Some of the criticism is grossly exaggerated. With the global economy sputtering and U.S. stock market in tatters, everybody is feeling some pain. And yet even the staunchest Fund loyalists agree that the business of righting the world economy has gone wrong--especially in Latin America, where, after a decade of IMF-prescribed belt-tightening and market-friendly reforms, nation after nation is still choking on debt. Uruguay's banks are threatening to crumble. Brazil's by-the-book fiscal discipline has won plaudits, but that country remains a shaky bet in capital markets and, in August, needed a historic $30 billion loan from the Fund to keep the real from sinking. The International Institute of Finance, which represents 322 institutional investors, projects net foreign-capital flows to Latin America this year of $123 billion, the lowest level since 1992. And it's not only Latin America that is hurting. According to an IMF report, 44 client-nations are chronic borrowers--that is, they've never managed to pull themselves off the world's indigent list. "The IMF hasn't had a victory in a long time," says Alex Kazan, Latin American analyst for the G7 Group, a private consulting firm in Washington. "There really is a sense that they are becoming impotent."
The Fund argues that its basic policies--fiscal restraint, low inflation through tight monetary policy--are as sound as ever. But it's clearly been stung by the criticism, so much so that the organization has lately embarked on a process of self-examination. Last week the Fund even issued a few cryptic mea culpas. A report from an internal-review panel admitted that some economic-rescue programs were "deficient in design." The Fund also blamed itself for "excessive optimism" at times, for caving in occasionally to "political considerations" and for "insufficient adaptability in response to shocks or deviations."
IMF Managing Director Horst Kohler, in a speech last month, was not giving much ground. He said the big problem in Latin America was too little reform, not too much. But he made clear that "the latest experience in [that region] should make us humble about our performance." And he emphasized that the organization had embarked on a reform agenda. What will it include? "First," he said, "we must do more to improve the IMF's capacities for crisis prevention." That is a signal shift--one that could turn the organization into more of a surveillance rather than emergency-relief operation. To do that, Kohler said, the Fund must help member countries put "shock absorbers" in place to cope with risks--more flexible exchange-rate regimes, better debt management and "more effective social safety nets." He also stressed that economic gurus needed to start "thinking creatively about ways to deal with the excessive volatility of international flows." Latin America, in particular, has been repeatedly crippled by investors who grab their money and run at the first inkling of a problem.

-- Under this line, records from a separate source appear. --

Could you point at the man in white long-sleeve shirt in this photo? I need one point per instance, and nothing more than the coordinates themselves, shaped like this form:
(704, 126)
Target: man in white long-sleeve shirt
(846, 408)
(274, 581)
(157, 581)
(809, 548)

The Fund also aims to be more "selective" with its lending, Kohler said. That, too, would be a big change. Alberto Bernal, an analyst with the Wall Street consultancy IDEAglobal, contends that, in the future, it will be harder for developing countries to receive major IMF loans unless they can prove there's a "unified political front" backing the reforms the IMF recommends. "In the past it was enough for, say, the president of Ecuador to say he believed in market reforms, whereas the country's Congress might be 99 percent against them. One person cannot make the difference. For the IMF, that can no longer be an option."
The biggest issue raging in Washington now is what to do when nations go broke. Anne Krueger, the IMF's deputy director, has proposed that the Fund become a sort of international bankruptcy court. Under this concept, the IMF would halt the obligations of a troubled debtor, winning time for the country to pay back its loans under terms negotiated by an international committee. Creditors would grant the relief, and the Fund would referee the process. Not everyone is keen on the idea; private investors fear it will encourage profligate nations to renege on loans.
What it all adds up to, say some analysts, is a less interventionist IMF. The United States has long held the view that it could solve the world's economic woes through massive bailouts. "That view is no longer appreciated," says Bernal, "especially after the collapse of Russia and Argentina." Indeed, U.S. Treasury Secretary Paul O'Neill and other Bush administration officials have opposed the idea of massive bailouts. The Fund is already showing some flexibility. Since the Asian crisis, it has dropped its rigid and uniform demand for tight money (through higher interest rates). That's still the basic pursuit, but the Fund now vows to mold monetary policy on a case-by-case basis. The IMF, now 57 years old, is not going to alter its course too dramatically, or too fast. And it shouldn't. Kohler suggested as much when he noted, in his speech, that the Fund would need more funding from its members. In this business, money raised is money loaned. Isn't that where we started?